Compute a matrix $P$ such that $P$ satisfies $3I+P+P^2=\left(\begin{smallmatrix}3&0&0\\3&6&0\\0&0&6\end{smallmatrix}\right)$ Question: Compute a matrix $P$ such that the matrix $P$ satisfies $3I + P + P^2 = \begin{pmatrix}  3 & 0 & 0\\ 3 & 6 & 0 \\ 0 & 0 & 6 \end{pmatrix}$
Attempt: First, I simplify the equation and get $P + P^2 = P(I + P) = \begin{pmatrix} 0 & 0 & 0 \\3 & 3 & 0\\ 0& 0 & 3\end{pmatrix}$. And then I don't know how to solve further. I think this question somehow is related to the characteristic polynomial, but I am not sure. I get stuck on this question for hours, could someone please help me out, thanks!

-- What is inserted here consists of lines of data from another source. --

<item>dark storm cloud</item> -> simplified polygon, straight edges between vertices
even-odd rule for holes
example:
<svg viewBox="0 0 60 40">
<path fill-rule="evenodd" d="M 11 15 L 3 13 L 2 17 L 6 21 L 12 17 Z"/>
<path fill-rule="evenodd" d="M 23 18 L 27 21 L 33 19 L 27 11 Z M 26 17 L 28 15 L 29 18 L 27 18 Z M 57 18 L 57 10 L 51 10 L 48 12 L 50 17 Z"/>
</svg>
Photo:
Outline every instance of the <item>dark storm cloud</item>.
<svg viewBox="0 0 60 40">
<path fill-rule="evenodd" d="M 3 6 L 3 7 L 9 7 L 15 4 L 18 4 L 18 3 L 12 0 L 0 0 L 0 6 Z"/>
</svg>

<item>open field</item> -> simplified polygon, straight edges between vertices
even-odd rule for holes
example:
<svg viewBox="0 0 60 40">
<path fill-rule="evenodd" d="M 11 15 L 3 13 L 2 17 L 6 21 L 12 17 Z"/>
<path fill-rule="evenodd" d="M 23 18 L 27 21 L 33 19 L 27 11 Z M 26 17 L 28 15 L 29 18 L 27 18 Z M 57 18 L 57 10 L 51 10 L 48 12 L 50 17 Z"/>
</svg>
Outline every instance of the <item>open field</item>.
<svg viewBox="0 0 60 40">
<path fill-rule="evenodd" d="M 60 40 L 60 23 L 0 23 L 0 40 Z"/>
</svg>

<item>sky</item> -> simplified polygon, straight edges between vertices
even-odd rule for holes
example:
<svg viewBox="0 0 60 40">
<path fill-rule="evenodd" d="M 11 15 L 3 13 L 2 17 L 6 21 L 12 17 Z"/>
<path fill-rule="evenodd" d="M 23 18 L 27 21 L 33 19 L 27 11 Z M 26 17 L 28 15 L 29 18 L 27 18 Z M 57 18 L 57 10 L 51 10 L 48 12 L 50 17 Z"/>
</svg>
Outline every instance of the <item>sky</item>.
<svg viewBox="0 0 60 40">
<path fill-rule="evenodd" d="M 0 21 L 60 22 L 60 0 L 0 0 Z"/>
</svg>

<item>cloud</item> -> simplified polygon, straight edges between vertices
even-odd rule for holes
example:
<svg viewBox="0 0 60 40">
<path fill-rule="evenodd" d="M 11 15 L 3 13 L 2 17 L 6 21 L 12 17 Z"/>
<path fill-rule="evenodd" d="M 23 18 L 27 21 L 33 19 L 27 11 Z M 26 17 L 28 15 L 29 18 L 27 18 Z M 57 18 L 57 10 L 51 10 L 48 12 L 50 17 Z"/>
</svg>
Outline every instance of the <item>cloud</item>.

 A: This is a bit of a brute-force diagonalisation approach - I do feel as though there should be a simpler method, but this at least gives you an answer.

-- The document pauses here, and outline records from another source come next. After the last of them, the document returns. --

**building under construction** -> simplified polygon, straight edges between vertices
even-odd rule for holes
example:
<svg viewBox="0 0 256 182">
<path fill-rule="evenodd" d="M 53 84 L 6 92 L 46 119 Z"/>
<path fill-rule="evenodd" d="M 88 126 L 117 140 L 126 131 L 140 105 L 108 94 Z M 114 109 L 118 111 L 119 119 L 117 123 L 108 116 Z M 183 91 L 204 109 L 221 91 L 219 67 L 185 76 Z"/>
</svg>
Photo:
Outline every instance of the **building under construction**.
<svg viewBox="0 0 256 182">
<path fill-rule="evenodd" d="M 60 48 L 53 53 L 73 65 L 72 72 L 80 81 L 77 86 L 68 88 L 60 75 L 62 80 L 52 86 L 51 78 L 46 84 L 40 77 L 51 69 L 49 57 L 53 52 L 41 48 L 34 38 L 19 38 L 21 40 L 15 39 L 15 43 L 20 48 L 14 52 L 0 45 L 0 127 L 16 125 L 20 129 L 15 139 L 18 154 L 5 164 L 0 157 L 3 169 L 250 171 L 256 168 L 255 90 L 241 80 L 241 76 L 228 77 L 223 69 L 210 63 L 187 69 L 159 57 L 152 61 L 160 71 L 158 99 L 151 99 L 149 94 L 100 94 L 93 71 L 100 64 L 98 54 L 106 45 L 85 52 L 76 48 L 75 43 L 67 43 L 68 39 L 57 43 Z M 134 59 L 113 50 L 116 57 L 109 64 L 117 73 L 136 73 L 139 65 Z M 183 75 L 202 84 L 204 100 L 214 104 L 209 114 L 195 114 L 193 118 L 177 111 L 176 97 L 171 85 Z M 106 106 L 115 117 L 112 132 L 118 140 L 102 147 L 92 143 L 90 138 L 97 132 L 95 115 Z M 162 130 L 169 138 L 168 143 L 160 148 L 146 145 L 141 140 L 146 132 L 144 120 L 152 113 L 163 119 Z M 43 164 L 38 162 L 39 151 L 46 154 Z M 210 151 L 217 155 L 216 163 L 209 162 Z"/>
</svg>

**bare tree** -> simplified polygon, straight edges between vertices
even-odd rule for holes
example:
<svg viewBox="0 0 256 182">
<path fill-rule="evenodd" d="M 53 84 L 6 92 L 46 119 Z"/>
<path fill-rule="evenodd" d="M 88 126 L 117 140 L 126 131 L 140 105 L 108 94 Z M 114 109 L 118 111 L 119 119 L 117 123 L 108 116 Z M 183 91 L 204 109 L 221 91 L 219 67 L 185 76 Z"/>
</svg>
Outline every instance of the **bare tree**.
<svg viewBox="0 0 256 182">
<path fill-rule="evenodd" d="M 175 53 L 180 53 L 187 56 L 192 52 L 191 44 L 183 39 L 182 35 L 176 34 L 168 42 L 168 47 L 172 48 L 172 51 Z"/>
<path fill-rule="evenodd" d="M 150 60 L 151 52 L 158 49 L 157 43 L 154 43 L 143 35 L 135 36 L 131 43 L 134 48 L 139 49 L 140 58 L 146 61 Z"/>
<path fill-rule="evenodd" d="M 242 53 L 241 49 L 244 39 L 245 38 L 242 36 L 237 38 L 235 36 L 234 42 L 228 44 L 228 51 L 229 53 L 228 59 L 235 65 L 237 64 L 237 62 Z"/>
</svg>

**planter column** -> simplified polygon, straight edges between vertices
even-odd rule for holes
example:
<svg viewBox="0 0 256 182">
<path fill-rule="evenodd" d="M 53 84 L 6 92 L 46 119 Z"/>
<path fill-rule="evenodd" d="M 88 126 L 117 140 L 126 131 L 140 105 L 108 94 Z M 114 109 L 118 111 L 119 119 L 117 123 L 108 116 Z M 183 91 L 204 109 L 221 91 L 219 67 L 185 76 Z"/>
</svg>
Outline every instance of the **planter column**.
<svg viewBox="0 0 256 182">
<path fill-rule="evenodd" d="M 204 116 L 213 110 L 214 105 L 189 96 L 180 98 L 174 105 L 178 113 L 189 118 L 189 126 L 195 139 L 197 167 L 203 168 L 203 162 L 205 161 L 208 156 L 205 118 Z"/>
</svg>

We can reduce this to solving an equation of the form $X^2=C$ by completing the square, as we would do in the real case. Note that (dropping the now-implicit identity matrix for scalars)
$$\left(P + \frac{1}{2}\right)^2 = P^2 + P + \frac{1}{4} \implies P^2 + P = \left(P + \frac{1}{2}\right)^2 - \frac{1}{4}$$
Writing $Q$ for the RHS of your original equation, we have
$$P^2 + P + 3 = Q \iff \left(P + \frac{1}{2}\right)^2 = Q - \frac{11}{4}$$
We now seek a matrix $X$ such that $X^2 = Q'$ where $Q' = Q - 11/4$. One way to do this is to diagonalise $Q'$ as
$$Q' = V^{-1} D V$$
where $D$ is diagonal, since then we find that taking
$$X = V^{-1} \sqrt{D} V \implies X^2 = Q'$$
and $\sqrt{D}$ is easy to calculate since we just take the square root of the diagonal entries. Indeed, such a decomposition is possible, with
$$V = \begin{pmatrix} -1 & 0 & 0 \\ 0 & 0 & 1 \\ 1 & 1 & 0 \end{pmatrix}, \quad D = \frac{1}{4} \begin{pmatrix} 1 & 0 & 0 \\ 0 & 13 & 0 \\ 0 & 0 & 13 \end{pmatrix}$$
Computing $X$, as indicated above, one can show that
$$
X = \frac{1}{2} \begin{pmatrix} 1 & 0 & 0 \\ \sqrt{13}-1 & \sqrt{13} & 0 \\ 0 & 0 & \sqrt{13} \end{pmatrix}$$
and hence
$$P = \frac{1}{2} \begin{pmatrix} 0 & 0 & 0 \\ \sqrt{13}-1 & \sqrt{13}-1 & 0 \\ 0 & 0 & \sqrt{13}-1 \end{pmatrix} = \frac{\sqrt{13}-1}{2} \begin{pmatrix} 0 & 0 & 0 \\ 1 & 1 & 0 \\ 0 & 0 & 1 \end{pmatrix}
$$
A: Let $C$ be the matrix on the RHS and $f(x)=x^2+x+3$. We want to solve $f(P)=C$.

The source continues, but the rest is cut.